It's good to know I'm not alone. My thirteen year old has had very similar experiences and It is very stressful.
I too have a 15-year old son with diabetes (since 7). He is clinically depressed, refuses to take anti-depressant medication, is no longer doing well testing himself, and has recently been caught smoking pot and drinking alcohol.
We have placed him last month in a "PIMS Diversion" program whereby a probation officer checks in on him at school periodically, and requires him to return to counseling. However, he steadfastly refuses to return to his psychiatrist or take his meds (Abilify).
He has been suspended from school this week for showing up at a Homecoming dance under the influence of alcohol. He tested POS on their breathalyzer.
My wife and I have attended an 8-week parenting course and go to counseling ourselves.
We are hopeful that he can find coping mechanisms for his depression, which we believe is diabetes related. I just ordered 2 books from Amazon listed on the web site mentioned. I will let you know what we think.
Please let me know if you have any ideas or wish to share any thoughts. R
I am a long-time type 1 diabetic, now a grandma, but at one time a teen with diabetes just as your son is. At this age, being like the rest of the kids is very important to a teen, and the diabetes may make him feel like he doesn't fit in for the first time in his life. At this age, a boy's hormones are going crazy, and testosterone does cause increased anger. This is normal. When my own son was going through these years, it was recommended to me to engage him in physical activities just because the physical exertion helps even out the hormones in his body for a brief time and therefore helps him find some relief from the pent-up emotions that the increased testosterone levels can cause. Not a bad idea.

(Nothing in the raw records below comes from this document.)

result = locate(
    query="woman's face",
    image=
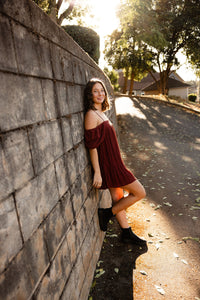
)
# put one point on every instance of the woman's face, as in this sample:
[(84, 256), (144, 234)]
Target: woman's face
[(98, 93)]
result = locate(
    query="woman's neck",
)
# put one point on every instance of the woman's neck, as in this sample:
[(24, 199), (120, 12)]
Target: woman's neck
[(98, 107)]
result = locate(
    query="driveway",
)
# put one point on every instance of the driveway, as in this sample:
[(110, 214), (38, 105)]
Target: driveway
[(160, 144)]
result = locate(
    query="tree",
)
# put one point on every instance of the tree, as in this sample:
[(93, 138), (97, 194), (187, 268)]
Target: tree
[(113, 76), (125, 51), (165, 26), (53, 9), (87, 39)]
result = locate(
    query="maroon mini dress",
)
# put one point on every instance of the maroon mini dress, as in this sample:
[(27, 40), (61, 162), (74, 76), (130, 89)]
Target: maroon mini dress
[(113, 171)]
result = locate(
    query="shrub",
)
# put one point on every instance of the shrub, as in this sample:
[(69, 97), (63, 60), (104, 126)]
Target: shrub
[(87, 39), (192, 97)]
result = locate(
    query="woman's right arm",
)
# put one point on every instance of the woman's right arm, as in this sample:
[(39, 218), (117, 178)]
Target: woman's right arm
[(97, 180), (91, 122)]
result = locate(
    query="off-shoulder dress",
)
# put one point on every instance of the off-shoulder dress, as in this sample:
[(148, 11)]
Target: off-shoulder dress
[(113, 171)]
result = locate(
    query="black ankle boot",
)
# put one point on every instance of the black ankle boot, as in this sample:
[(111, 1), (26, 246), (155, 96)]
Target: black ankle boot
[(105, 214), (129, 237)]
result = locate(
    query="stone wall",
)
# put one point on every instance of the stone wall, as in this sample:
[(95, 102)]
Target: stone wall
[(49, 232)]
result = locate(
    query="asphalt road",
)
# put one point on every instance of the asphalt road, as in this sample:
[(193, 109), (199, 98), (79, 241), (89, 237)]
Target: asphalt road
[(160, 143)]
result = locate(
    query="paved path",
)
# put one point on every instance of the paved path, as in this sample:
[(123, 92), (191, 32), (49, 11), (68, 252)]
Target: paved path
[(161, 145)]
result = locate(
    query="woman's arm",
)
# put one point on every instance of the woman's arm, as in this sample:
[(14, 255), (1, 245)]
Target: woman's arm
[(91, 121), (97, 180)]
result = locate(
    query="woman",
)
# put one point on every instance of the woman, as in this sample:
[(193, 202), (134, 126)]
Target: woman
[(109, 169)]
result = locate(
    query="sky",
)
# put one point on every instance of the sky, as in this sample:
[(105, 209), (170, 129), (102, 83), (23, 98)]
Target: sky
[(105, 22)]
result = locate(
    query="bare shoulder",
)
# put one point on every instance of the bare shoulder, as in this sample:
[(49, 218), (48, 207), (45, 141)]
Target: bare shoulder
[(91, 120)]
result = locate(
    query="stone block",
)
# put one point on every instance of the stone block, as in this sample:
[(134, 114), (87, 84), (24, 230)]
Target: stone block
[(26, 47), (43, 24), (79, 76), (63, 103), (88, 278), (82, 157), (25, 270), (15, 162), (71, 166), (17, 10), (62, 176), (36, 200), (67, 209), (77, 129), (66, 59), (54, 229), (15, 282), (56, 139), (67, 134), (56, 62), (77, 197), (46, 144), (75, 283), (10, 237), (23, 105), (87, 248), (90, 205), (75, 98), (7, 54), (54, 280), (43, 50), (49, 99), (72, 243), (36, 256), (41, 146), (81, 226)]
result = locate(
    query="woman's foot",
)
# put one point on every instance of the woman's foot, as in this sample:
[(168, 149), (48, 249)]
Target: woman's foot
[(129, 237), (105, 214)]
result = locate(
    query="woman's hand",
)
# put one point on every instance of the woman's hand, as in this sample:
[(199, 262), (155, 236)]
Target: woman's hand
[(97, 180)]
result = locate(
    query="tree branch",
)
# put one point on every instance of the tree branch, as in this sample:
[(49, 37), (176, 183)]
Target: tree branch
[(59, 3), (66, 12)]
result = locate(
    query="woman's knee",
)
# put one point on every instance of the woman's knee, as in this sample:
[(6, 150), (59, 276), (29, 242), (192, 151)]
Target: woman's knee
[(138, 190)]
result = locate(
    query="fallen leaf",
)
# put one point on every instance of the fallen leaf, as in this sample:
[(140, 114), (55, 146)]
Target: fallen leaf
[(167, 204), (143, 272), (197, 200), (157, 246), (116, 270), (111, 235), (160, 290), (184, 261), (101, 272), (190, 238), (158, 207), (150, 235), (176, 255)]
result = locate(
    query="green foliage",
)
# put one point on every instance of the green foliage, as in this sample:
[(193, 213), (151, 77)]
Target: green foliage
[(192, 97), (165, 27), (113, 76), (87, 39), (74, 10)]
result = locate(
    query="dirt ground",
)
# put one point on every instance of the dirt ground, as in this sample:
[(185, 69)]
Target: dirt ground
[(160, 144)]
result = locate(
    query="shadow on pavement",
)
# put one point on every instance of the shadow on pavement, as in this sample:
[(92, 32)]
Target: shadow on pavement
[(117, 281)]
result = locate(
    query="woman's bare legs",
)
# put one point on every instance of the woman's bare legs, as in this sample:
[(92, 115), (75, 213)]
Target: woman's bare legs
[(120, 203), (116, 195), (136, 192)]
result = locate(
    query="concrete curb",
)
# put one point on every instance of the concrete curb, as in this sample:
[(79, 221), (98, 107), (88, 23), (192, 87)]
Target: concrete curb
[(162, 100)]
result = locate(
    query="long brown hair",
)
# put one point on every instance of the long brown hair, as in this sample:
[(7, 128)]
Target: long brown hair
[(88, 98)]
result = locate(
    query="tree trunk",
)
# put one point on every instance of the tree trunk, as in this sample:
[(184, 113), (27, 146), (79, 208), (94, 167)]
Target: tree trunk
[(125, 82), (131, 84)]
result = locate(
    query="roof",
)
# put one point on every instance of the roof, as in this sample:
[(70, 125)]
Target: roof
[(172, 83)]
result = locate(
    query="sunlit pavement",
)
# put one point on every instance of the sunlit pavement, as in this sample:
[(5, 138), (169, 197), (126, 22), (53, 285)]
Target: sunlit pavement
[(161, 145)]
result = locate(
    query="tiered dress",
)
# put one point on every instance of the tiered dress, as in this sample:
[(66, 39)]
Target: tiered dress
[(113, 171)]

While I cannot recommend books or websites, I can recommend picking your battles carefully for the next few years so as to keep the communications open. Maybe if he is allowed some freedom in other areas as a compromise, he will be more willing to work with you on keeping his glucose levels as normal as possible. Maybe you can arrange a deal of some sort with him. That way, he feels as if he is in control of his situation somewhat. That control is sometimes what we diabetics really feel we are lacking. If he can feel that he is controlling his glucose levels and what he is eating, he may be more able to handle this burden of being diabetic.
As an encouragement, it gets easier after we grow up. These teen years are the absolute hardest for a diabetic kid. Kudos to you as a parent to be smart enough to recognize the problem as it starts and to seek help before his good control is lost.
http://www.dhmc.org/teens_with_diabetes.cfm
The above web site has many book reviews and titles for teens.
I have an idea of what he's going through. Before my daughter passed away she started to resent her diabetes and didn't want
to take her shots anymore. She began to eat whatever she wanted and
never wanted to test her sugar. She didn't want to have to take "time out" for it. Just be patient but still stay on top of it.
Hope the link helps.
Hello Tweedy,
There are already a coupla insightful comments added to this thread. I'm also a volunteer and not a medical or a mental health professional, so do check out my advice, too with your son's doctor.
It is not at all uncommon for those of us with a chronic disease, from which we cannot take safe vacations, to develop depression. Depression is treatable. My recommendation is that you reach out to your son on an emotional level more than a medical level or a "you'll risk complications" level. He already knows what the risks are.
As a teen with new hormones raging, the effects are both metabolic and psychological. All teens wrestle with that, and those of us who are/were diabetic teens have extra stressors.
ENcourage him to verbalize what he's feeling, when he's feeling it. I heard a munchkin say at a JDRF event last month, that -- "diabetes S$#@cks." (Pls excuse the vulgarity, but that's what the little guy said, and he's right.) Day in and day out, it feels that way. Your son is exhibiting a fairly normal reaction to an exhausting, scary, "makes him different" condition. IN your shoes, I'd encourage him to verbalize (so he doesn't point his rage at himself or at others) and I'd also be looking for a referral to a mental health professional who can help him AND YOUR FAMILY to deal with the emotions of all this on everyone. It is a disease that affects you all and it will be a source of comfort to him to participate in something that involves you all -- and not just him.
Good luck thru this difficult time. I hope you can reach your son.